There’s no denying it. The only thing enticing me out of bed most mornings is coffee.
Sure, it’s usually of the pod variety and is typically lukewarm by the time I guzzle it down between preparing rice cereal for one child and a stack of Weetbix for the other. But those few sips – gulps – are like petrol for my 33-year-old flailing engine. Well, it’s enough to get me through to my mid-morning latte from my fave coffee shop at least. And I say mid-morning, but often it’s more like midday by the time I get both boys and myself decent enough to leave the house.
It seems this morning latte-orientated routine that I rarely deviate from offers enormous insight into my personality and psychological traits, according to new US research.
Clinical psychologist Dr Ramani Durvasula recently surveyed 1000 coffee drinkers to reveal your brew of choice has links to the way you embrace and live life.
In her book, You Are WHY You Eat: Change Your Food Attitude, Change Your Life, Dr Durvasula explains black coffee drinkers are generally straightforward and no-nonsense (don’t even think about throwing a tantrum kid), while latte lovers are more neurotic and people pleasing (yep!). Cappuccino sippers are obsessive and controlling and instant fans have a greater likelihood of being procrastinators (no offence).

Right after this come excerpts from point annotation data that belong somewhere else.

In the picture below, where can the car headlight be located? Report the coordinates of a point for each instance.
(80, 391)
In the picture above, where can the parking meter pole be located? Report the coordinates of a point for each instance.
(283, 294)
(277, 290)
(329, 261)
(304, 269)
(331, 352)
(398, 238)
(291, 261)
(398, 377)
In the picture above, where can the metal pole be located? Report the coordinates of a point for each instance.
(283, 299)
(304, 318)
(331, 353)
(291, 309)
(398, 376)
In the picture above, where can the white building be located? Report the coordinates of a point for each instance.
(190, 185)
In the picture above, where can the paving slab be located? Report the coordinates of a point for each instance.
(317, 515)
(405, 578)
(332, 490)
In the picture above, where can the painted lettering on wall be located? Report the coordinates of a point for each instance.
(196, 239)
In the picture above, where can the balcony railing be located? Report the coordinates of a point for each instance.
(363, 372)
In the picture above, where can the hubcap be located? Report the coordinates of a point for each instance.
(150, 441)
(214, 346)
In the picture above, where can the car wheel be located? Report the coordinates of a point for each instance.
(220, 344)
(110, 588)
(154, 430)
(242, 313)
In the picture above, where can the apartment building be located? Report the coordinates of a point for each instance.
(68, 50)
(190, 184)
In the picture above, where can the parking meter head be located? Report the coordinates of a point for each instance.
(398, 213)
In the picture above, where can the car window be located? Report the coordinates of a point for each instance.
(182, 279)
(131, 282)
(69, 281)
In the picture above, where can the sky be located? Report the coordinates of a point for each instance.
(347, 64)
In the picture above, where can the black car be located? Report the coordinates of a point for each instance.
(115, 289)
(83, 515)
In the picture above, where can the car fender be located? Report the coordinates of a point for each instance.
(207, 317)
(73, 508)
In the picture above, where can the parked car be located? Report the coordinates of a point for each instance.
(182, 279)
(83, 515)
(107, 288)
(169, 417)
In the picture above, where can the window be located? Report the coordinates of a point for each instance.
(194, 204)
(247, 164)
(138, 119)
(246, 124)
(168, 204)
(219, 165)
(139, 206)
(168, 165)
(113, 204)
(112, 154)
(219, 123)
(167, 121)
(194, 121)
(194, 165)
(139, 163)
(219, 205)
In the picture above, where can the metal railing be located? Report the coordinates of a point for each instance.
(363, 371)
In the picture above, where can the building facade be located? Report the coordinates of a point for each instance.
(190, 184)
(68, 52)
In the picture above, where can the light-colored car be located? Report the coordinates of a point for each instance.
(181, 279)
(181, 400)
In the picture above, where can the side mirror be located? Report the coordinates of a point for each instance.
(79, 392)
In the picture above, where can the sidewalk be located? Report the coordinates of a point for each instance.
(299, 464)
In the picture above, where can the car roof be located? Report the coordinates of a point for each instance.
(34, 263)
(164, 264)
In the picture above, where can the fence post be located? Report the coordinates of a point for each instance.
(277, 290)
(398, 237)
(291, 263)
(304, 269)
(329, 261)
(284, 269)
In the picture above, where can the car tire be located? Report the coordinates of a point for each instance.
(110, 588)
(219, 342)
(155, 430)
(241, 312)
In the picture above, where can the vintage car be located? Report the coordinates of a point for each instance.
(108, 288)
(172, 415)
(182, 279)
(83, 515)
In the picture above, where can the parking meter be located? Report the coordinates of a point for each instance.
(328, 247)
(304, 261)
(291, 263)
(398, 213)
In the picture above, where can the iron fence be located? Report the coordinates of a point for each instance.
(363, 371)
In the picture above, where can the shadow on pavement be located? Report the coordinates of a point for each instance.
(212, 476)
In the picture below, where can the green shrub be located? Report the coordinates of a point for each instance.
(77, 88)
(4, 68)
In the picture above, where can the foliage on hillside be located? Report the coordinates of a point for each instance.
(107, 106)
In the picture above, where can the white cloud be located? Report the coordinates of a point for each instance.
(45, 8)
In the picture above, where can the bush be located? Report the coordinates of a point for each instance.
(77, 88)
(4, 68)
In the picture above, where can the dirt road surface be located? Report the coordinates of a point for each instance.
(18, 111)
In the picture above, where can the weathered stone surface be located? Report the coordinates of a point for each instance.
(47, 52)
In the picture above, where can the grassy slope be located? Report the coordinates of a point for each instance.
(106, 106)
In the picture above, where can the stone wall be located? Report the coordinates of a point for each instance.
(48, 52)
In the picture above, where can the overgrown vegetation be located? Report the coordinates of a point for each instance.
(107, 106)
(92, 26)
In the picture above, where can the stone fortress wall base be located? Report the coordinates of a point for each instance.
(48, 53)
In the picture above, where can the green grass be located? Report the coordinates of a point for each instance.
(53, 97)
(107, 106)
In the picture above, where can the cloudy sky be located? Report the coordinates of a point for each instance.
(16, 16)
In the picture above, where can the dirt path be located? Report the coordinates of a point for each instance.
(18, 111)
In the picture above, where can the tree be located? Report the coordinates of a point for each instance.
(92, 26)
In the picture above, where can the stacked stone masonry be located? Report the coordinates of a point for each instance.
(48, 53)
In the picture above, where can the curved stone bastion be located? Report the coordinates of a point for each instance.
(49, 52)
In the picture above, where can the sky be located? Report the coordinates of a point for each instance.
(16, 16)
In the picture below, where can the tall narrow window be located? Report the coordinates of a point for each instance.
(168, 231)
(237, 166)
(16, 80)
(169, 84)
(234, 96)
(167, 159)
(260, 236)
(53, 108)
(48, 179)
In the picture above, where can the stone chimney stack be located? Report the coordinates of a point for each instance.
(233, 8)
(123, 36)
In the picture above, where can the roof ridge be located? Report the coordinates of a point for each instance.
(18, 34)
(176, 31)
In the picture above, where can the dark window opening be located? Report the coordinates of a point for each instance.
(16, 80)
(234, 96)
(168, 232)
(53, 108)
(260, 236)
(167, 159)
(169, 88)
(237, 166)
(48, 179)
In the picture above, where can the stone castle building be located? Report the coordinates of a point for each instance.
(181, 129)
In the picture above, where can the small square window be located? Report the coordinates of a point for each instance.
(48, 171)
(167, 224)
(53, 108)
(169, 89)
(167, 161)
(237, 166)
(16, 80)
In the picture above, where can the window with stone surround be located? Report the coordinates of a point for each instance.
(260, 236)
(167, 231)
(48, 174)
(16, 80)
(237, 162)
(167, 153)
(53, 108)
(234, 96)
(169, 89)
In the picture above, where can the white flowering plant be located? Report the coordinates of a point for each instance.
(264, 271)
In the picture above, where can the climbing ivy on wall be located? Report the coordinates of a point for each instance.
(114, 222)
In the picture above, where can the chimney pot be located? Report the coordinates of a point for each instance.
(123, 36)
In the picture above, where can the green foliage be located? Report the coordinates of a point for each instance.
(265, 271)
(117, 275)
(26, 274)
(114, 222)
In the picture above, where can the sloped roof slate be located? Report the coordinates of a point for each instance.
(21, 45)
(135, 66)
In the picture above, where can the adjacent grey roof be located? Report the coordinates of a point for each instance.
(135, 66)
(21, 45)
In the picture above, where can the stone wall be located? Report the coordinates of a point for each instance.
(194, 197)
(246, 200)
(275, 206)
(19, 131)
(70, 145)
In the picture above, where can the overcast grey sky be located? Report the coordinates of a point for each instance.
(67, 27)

With this in mind, I wonder what these popular coffee selections say about our approaches to parenting?
9. Latte lover
Always smiling and reasoning with child. Life’s a dream, or so it seems. Perhaps behind closed doors however, the witching hour leads to a nip of Kahlua finding its way into one’s mug!
8. Espresso slammer
A no-bullshit kinda woman, who doesn’t hesitate to pull an unruly child into line at home or in public – kids need boundaries, right?
7. Cappuccino sipper
A levelheaded, routine queen who keeps the kids and household in order but longs for the weekend when you ensure the family planner includes a blocked out period for enjoying a slow and solo sipping of your favourite brew.
6. Decaf doer
Pregnant and conscious of it, but must always order a double shot in hope that it tastes like the real thing (how many weeks to go?).
5. Long black lady
You’re counting calories in a bid to shift a little post-bub blow out or concerned your breastfed babe is lactose intolerant. Either way, caffeine hits should be taken seriously and this order is a perfect reminder of your old self – you know, when you could solve global warming over coffee!
4. Piccolo princess
You live in an uber cool suburb with an endless selection of cafes. Perhaps the only thing giving away your motherhood is that yellow crust on the shoulder of your hip flannelette shirt.
3. Macchiato mistress
There’s nothing wrong with being a little fancy, and good on you for maintaining your mystique. Who wants to sit around drinking large mugs of hot milk anyway? Your life motto is: be efficient to be effective.
2. Pod popper
I get it, some days, the self-indulgent café visit just isn’t feasible! And, the pod machine is nothing to be ashamed of. In fact, with added intensity varieties these days, your mummy friends will be congregating in your kitchen while the kids run wild out the back. Trust me!
1. Instant drinker
There’s a real chance yesterday’s cuppa is still on the coffee table but, hey, you’re a busy mum who always puts the kids first. After all, they’re not little for long!